The Sorting Cheat Sheet

J. Forbes

This handout is intended as a very rough guide. It's for those of you who want the quick and dirty answers to what how does sorting algorithm "x" work and how does it compare to the other ones we've learned. If you want to really understand these algorithms, you should look at the code and notes from lecture.

For any particular sorting algorithm, we want to do it fast. In practice, constant factors and ease of implementation can be important in picking an algorithm. We'll assume for all of these algorithms that our input is presented in an array of length n.

AVERAGE CASE TIME: given an arbitrary input, what do we expect the running time to be
WORST CASE TIME: for a particular degenerate case, how bad will the algorithm perform
BEST CASE TIME: for a particularly benevolent input case, what is the best case performance. This will always be at least O(n). Why?
SITUATIONS WHERE USEFUL: for what inputs and applications, is this kind of sort useful

Basic sorts

The "basic" sorts generally make n passes through the input vector An important measure for any of these sorts is:

SITUATION AFTER ITH PASS: what the vector looks like after the going through the vector i times

Insertion sort

insert an as-yet-unprocessed record into a (sorted) list of the records processed so far

SITUATION AFTER ITH PASS: first i elements sorted
AVERAGE CASE TIME: O(n²)
WORST CASE TIME: O(n²) when in reverse sorted order takes about twice as long as average case
BEST CASE TIME: O(n) when already in sorted order
SITUATIONS WHERE USEFUL: Simple sort, easy to implement. Good when the number of inversions is small.

Shell's sort

The problem with insertion sort is that elements can only be moved one slot at a time. In the reverse order case, we had to move each element all the way down the vector each time. Shell's sort makes things better on average by sorting the vector with various "strides."

SITUATION AFTER ITH PASS:
AVERAGE CASE TIME: O(n^1.5) when we divide the stride by 2.2 each time
WORST CASE TIME: with stride of 1 it's just insertion sort which can take. The earlier passes don't necessarily have to help in the sorting the overall vector. Luckily on average, this doesn't happen.
BEST CASE TIME: O(n) if we set the stride to 1 and we have a sorted list
SITUATIONS WHERE USEFUL: good sort for general purpose sorting when insertion sort has trouble. There's a bit more overhead involved.

Selection sort

Just find the minimum of the remaining elements each time.

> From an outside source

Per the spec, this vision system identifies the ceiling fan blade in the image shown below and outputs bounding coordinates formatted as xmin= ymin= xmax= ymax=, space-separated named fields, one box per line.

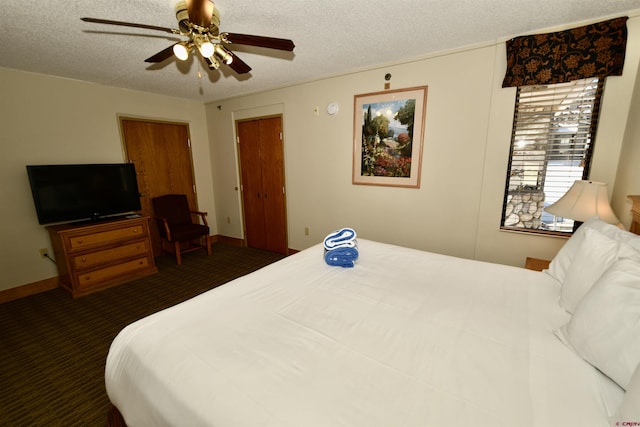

SITUATION AFTER ITH PASS: first i elements are sorted and in proper position
AVERAGE CASE TIME: O(n²) you've got to go through and find the minimum each time, which is a linear time operation, so
T(n) = n + n-1 + ... + 1 which is in O(n²)
WORST CASE TIME: O(n²) It's not sensitive to the input
BEST CASE TIME: O(n²)
SITUATIONS WHERE USEFUL: Another relatively easy sort. Insensitive to the data, so it's good if we wanted to have our sort always take the same time.

Bubble sort

On each pass, if two elements are out of order swap them. You're done when you can go through the entire vector with no swaps.

SITUATION AFTER ITH PASS: last i sorted and in proper position.
AVERAGE CASE TIME: O(n²) sweeping through the first n-i each time regardless.
WORST CASE TIME: O(n²) and it really is slow
BEST CASE TIME: O(n) when sorted or mostly sorted (possibly a few elements a place or two away from their correct spots)
SITUATIONS WHERE USEFUL: probably none - perhaps pedagogical

Divide and Conquer Sorts

Well, n² or even n^1.25 is good, but we can do better. In fact, we can prove that we can do better.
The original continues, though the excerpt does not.